A new study found that, when given a choice of violent reading material, women overwhelmingly opted to read true stories about the death and dismemberment of victims much like themselves. Men, however, were more likely to choose nonfiction books about war or gang violence than those in the "true crime" genre.
The study appears in Social Psychological and Personality Science.
"We found that women were more likely than men to choose the true crime book versus the war or the gang violence book and also that they expected to enjoy it more," said Amanda Vicary, a graduate student who conducted the study with University of Illinois psychology professor R. Chris Fraley.

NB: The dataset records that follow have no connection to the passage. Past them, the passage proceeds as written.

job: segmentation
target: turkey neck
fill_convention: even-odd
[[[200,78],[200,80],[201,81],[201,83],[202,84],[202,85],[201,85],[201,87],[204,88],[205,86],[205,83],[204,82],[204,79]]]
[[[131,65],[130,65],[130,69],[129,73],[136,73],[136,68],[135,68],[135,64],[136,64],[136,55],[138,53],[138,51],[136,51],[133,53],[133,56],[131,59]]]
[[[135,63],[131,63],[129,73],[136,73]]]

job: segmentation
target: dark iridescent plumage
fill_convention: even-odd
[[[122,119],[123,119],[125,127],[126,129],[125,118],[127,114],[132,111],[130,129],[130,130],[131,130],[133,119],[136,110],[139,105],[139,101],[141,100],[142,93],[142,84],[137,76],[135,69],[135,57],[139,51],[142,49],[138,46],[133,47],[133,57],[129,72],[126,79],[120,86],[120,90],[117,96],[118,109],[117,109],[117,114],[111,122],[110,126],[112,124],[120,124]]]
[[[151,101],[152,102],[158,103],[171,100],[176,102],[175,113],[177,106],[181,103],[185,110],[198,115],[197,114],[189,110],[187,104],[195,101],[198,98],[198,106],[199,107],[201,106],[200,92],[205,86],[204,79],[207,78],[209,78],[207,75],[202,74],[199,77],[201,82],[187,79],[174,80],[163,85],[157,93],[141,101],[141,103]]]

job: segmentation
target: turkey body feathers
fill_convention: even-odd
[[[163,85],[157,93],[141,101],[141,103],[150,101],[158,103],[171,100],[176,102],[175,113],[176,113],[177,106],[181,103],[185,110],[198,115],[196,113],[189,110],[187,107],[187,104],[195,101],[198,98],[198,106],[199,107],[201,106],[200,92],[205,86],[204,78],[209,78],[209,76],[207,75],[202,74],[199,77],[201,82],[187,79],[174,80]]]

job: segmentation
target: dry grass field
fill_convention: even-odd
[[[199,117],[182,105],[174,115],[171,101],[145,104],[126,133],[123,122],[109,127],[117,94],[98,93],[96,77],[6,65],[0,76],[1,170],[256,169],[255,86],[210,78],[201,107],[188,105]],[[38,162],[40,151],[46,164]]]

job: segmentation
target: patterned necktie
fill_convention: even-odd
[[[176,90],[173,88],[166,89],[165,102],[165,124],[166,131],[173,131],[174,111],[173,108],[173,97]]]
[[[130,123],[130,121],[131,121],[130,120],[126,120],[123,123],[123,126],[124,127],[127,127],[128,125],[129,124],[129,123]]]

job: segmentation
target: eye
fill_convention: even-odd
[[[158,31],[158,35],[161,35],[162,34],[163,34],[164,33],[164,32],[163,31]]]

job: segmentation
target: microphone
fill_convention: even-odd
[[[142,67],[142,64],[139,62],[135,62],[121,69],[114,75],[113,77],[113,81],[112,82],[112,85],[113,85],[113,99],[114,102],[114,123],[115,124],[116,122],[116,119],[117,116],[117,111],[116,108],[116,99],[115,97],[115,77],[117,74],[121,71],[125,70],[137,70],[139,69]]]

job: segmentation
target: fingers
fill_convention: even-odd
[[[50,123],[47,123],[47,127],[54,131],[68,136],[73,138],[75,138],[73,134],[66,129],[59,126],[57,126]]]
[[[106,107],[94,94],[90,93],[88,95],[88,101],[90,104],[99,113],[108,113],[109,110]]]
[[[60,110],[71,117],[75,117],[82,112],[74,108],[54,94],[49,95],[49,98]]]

The research began with an analysis of reviews posted on the Web site Amazon.com by readers of books in the true crime and war genres. Coding usernames for gender, the researchers found that women wrote 70 percent of the reviews of books about true crime, while men wrote 82 percent of the reviews of books on war. The gender of the author appeared to play no role in women's preference for true crime books.

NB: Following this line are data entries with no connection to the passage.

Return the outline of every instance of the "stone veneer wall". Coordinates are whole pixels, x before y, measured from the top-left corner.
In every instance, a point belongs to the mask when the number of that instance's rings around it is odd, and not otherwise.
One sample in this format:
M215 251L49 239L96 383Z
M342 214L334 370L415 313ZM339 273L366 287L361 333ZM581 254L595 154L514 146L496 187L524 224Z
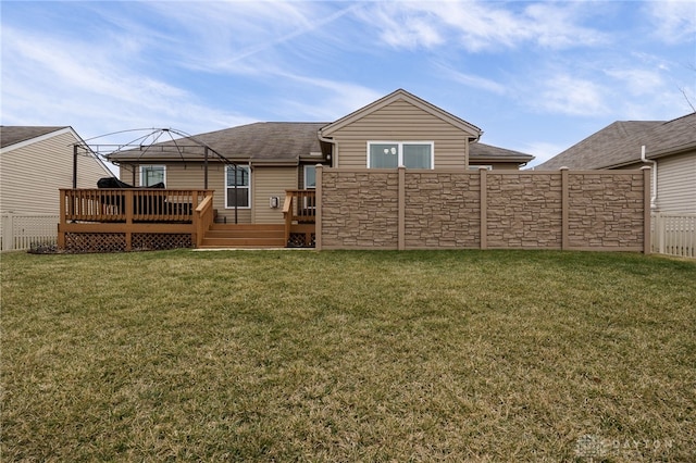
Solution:
M645 192L643 172L623 175L616 172L569 176L571 247L643 247L646 239L643 205L645 195L650 195Z
M396 171L322 175L322 242L326 249L397 249L398 174Z
M561 249L560 172L487 173L488 248Z
M407 172L405 177L406 248L480 247L477 173Z
M649 252L649 170L318 167L318 249Z

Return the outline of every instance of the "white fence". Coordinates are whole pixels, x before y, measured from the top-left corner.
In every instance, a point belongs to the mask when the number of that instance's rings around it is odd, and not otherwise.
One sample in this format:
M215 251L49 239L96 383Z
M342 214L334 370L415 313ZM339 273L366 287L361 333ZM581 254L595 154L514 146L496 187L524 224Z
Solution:
M696 258L696 214L652 214L652 252Z
M0 250L21 251L58 242L58 215L0 215Z

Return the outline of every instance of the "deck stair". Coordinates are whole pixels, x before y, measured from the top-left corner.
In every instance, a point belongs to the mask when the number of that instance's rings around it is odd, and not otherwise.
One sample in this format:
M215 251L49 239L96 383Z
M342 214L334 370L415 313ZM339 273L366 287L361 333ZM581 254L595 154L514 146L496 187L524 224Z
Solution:
M285 248L283 224L212 224L200 248Z

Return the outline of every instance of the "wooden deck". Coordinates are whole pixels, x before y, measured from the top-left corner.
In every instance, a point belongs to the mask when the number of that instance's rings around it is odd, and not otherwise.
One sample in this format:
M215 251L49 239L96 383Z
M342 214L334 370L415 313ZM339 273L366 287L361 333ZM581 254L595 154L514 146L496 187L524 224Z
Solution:
M285 224L212 224L198 246L210 248L285 248Z
M313 247L314 191L287 192L282 224L217 224L212 190L61 189L58 246L73 252Z

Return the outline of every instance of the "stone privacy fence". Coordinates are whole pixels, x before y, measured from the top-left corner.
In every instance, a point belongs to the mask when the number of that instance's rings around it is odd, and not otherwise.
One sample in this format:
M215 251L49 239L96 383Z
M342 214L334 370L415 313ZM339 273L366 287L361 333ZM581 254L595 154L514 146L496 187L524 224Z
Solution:
M316 167L318 249L650 252L649 167Z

A second study gave participants summaries of two books and asked them to choose the book they would rather read. One summary was a "true account" of the murder of two women in Hawaii. It was paired with either a true story of two female soldiers who died in a Gulf War army unit, or a true account of two female members of a Los Angeles gang who were killed.

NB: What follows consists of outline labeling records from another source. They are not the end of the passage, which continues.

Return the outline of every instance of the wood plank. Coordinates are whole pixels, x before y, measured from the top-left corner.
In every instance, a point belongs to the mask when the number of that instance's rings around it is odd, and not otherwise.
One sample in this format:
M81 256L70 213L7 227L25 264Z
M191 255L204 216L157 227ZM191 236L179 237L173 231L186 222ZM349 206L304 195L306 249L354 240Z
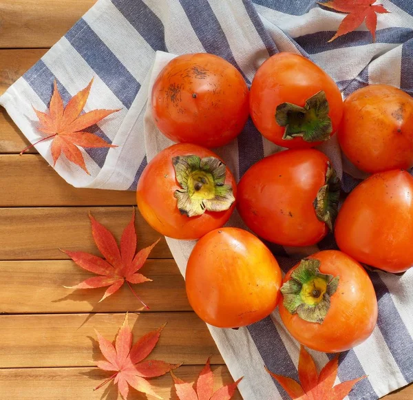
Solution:
M200 372L200 366L182 366L176 370L180 378L194 382ZM233 382L228 368L223 366L211 366L214 372L214 389ZM110 374L97 368L33 368L0 370L0 392L4 399L19 400L116 400L116 388L113 383L96 392L93 388ZM149 380L153 390L164 399L178 400L169 374ZM131 389L128 400L153 399ZM237 391L232 400L242 398ZM396 399L395 399L396 400ZM404 399L405 400L405 399Z
M2 0L0 48L50 48L95 2L96 0Z
M4 193L4 189L3 193ZM67 260L59 249L100 255L92 237L91 213L120 240L131 216L131 207L52 207L0 209L0 260ZM160 238L138 212L136 224L138 248ZM151 258L171 258L165 238L155 246Z
M0 368L91 366L103 359L96 328L114 339L125 319L116 314L0 315ZM205 324L194 313L129 313L136 341L167 323L151 358L167 362L224 364Z
M0 155L0 207L133 205L134 191L78 189L39 154Z
M133 285L151 311L191 310L185 284L173 260L149 260L140 270L152 282ZM74 290L94 275L72 261L0 262L0 310L3 313L145 311L126 284L98 303L105 288Z
M0 10L1 4L0 3ZM18 36L18 35L16 35ZM0 34L0 41L1 35ZM0 94L30 70L48 49L0 50Z
M0 107L0 154L19 154L30 144L6 109ZM36 149L32 148L27 152L30 153L37 151Z

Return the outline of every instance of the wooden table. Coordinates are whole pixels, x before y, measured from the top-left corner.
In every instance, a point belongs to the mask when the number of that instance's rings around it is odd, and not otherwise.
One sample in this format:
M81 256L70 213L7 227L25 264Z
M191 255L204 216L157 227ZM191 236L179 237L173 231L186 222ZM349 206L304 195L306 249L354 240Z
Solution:
M56 43L94 0L0 0L0 94ZM135 337L167 322L153 358L183 362L176 374L193 381L209 355L216 384L231 381L206 327L191 310L184 280L165 240L143 271L153 280L139 285L151 306L141 309L126 287L98 303L103 290L63 288L89 274L59 248L98 254L87 213L120 238L135 204L131 192L75 189L31 149L4 109L0 112L0 397L18 400L93 400L107 374L94 368L98 356L94 328L114 337L131 313ZM136 218L140 247L158 238ZM165 399L176 399L167 375L153 379ZM129 399L145 399L131 391ZM116 399L112 388L107 399ZM238 393L233 397L240 399ZM413 386L385 397L413 399ZM266 400L266 399L263 399Z

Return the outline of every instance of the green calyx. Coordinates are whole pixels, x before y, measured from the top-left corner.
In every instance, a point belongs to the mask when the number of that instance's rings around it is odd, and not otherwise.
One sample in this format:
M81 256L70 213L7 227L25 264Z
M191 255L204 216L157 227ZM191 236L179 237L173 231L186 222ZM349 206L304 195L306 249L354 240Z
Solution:
M232 187L224 185L226 167L215 157L182 156L172 158L176 180L175 191L182 214L195 217L207 211L224 211L235 201Z
M317 324L324 321L340 281L338 276L321 273L320 264L315 258L304 258L281 288L283 304L290 313Z
M326 185L320 187L313 204L317 218L325 222L331 231L339 212L339 198L340 180L330 162L328 162Z
M332 132L329 109L323 90L307 99L304 107L290 103L279 105L275 120L280 127L286 127L282 138L290 140L301 137L306 142L327 140Z

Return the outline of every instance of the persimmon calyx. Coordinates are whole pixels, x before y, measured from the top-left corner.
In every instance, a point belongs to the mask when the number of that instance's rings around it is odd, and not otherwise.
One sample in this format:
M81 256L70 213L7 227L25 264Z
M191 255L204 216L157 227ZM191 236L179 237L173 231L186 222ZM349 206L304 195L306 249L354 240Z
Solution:
M325 222L331 231L339 212L339 199L340 180L331 164L328 162L326 185L319 189L313 204L317 218Z
M306 142L321 142L330 138L332 124L326 93L321 90L306 101L304 107L283 103L277 107L275 120L286 127L282 138L301 137Z
M188 217L206 211L224 211L235 201L232 187L224 185L226 167L215 157L180 156L172 158L176 180L175 191L180 213Z
M339 276L321 273L320 264L315 258L303 259L281 288L283 304L290 314L317 324L324 322L340 280Z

Women overwhelmingly chose the true crime books over the books about war or gang violence, even when the main characters of all of the books were female. The men chose the true crime books about half the time when the other book was a true war story and both books had female main characters. The men were somewhat more likely to select the true crime book with female characters over the gang book with female characters, but by a much smaller margin (57 percent) than the women (73 percent).
"Research that has been done in the past about gender and aggression has established pretty clearly that men are more likely to commit violent crimes and they're more likely to be the victims of violent crimes," Fraley said. "So these basic observations are extremely surprising to us. Why are women more drawn to the true crime genre than men are?"
The researchers suspected that women like true crime stories in part because such stories provide information that the readers feel could help them avoid or escape from a potential attacker. Previous studies have shown that women are much more likely than men to fear becoming crime victims, and there may be an evolutionary benefit to learning from others' negative experiences, Fraley said. Perhaps the fear of an attack and the desire to avoid becoming a victim drives many women to read true crime stories, he said.
To get at this question, the researchers conducted three more studies in which the summaries of the books included details that might help explain the choices women made. They found that women were much more likely than men to choose a book if it included a "clever trick" the would-be victim used to escape from an attacker, or a psychological profile of the attacker. And women, but not men, were much more interested in books with female victims.
"The male participants didn't care either way," Vicary said. "They were pretty evenly split, whereas the women wanted to read about the women getting killed."
The findings spur many more questions than they answer, the researchers said.
"Why are women differentially fascinated by understanding true crime?" Fraley said. "This study takes us one step toward trying to understand how the mind works, what it is that people prefer and why."